If, however, the old default async behavior is used, the
O_SYNC option has no effect
at all in either version of NFS, since the server will reply
to the client without waiting for the write to complete. In
that case the performance differences between versions will
also disappear.
Finally, note that, for NFS version 3 protocol requests, a
subsequent commit request from the NFS client at file close
time, or at fsync() time, will force
the server to write any previously unwritten data/metadata to
the disk, and the server will not reply to the client until
this has been completed, as long as sync behavior is followed. If
async is used, the commit
is essentially a no-op, since the server once again lies to
the client, telling the client that the data has been sent to
stable storage. This again exposes the client and server to
data corruption, since cached data may be discarded on the
client due to its belief that the server now has the data
maintained in stable storage.
In
general, server performance and server disk access speed will
have an important effect on NFS performance. Offering general
guidelines for setting up a well-functioning file server is
outside the scope of this document, but a few hints may be
worth mentioning:
-
If you have access to RAID arrays, use RAID 1/0 for both
write speed and redundancy; RAID 5 gives you good read
speeds but lousy write speeds.
-
A journalling filesystem will drastically reduce your
reboot time in the event of a system crash. Currently,
ext3 will work correctly with NFS
version 3. In addition, Reiserfs version 3.6 will work
with NFS version 3 on 2.4.7 or later kernels (patches are
available for previous kernels). Earlier versions of
Reiserfs did not include room for generation numbers in
the inode, exposing the possibility of undetected data
corruption during a server reboot.
-
Additionally, journalled file systems can be configured
to maximize performance by taking advantage of the fact
that journal updates are all that is necessary for data
protection. One example is using ext3 with data=journal so that all updates
go first to the journal, and later to the main file
system. Once the journal has been updated, the NFS server
can safely issue the reply to the clients, and the main
file system update can occur at the server's leisure.

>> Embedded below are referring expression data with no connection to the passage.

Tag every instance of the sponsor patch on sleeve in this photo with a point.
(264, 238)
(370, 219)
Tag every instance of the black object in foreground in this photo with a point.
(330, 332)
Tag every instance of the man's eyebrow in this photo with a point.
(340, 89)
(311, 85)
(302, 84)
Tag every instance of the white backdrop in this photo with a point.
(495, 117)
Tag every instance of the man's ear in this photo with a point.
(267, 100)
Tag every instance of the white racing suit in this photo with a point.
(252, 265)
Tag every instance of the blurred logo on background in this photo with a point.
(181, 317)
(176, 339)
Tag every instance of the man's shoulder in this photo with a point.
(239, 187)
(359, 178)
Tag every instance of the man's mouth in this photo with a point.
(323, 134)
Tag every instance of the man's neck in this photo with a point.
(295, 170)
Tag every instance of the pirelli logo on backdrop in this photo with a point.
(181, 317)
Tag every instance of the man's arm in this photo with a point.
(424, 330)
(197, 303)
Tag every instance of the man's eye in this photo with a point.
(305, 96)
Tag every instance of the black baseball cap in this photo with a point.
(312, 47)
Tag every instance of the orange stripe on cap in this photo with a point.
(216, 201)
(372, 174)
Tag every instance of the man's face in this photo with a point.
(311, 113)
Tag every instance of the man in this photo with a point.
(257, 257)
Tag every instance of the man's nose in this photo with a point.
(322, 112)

The journal in a journalling file system may also reside
on a separate device such as a flash memory card so that
journal updates normally require no seeking. With only
rotational delay imposing a cost, this gives reasonably
good synchronous IO performance. Note that ext3 currently
supports journal relocation, and ReiserFS will
(officially) support it soon. The Reiserfs tool package
found at ftp://ftp.namesys.com/pub/reiserfsprogs/reiserfsprogs-3.x.0k.tar.gz
contains the reiserfstune tool,
which will allow journal relocation. It does, however,
require a kernel patch which has not yet been officially
released as of January, 2002.
-
Using an automounter (such as autofs or amd) may prevent hangs if you
cross-mount files on your machines (whether on purpose or
by oversight) and one of those machines goes down. See
the Automount Mini-HOWTO for details.
-
Some manufacturers (Network Appliance, Hewlett Packard,
and others) provide NFS accelerators in the form of
Non-Volatile RAM. NVRAM will boost access speed to stable
storage up to the equivalent of async access.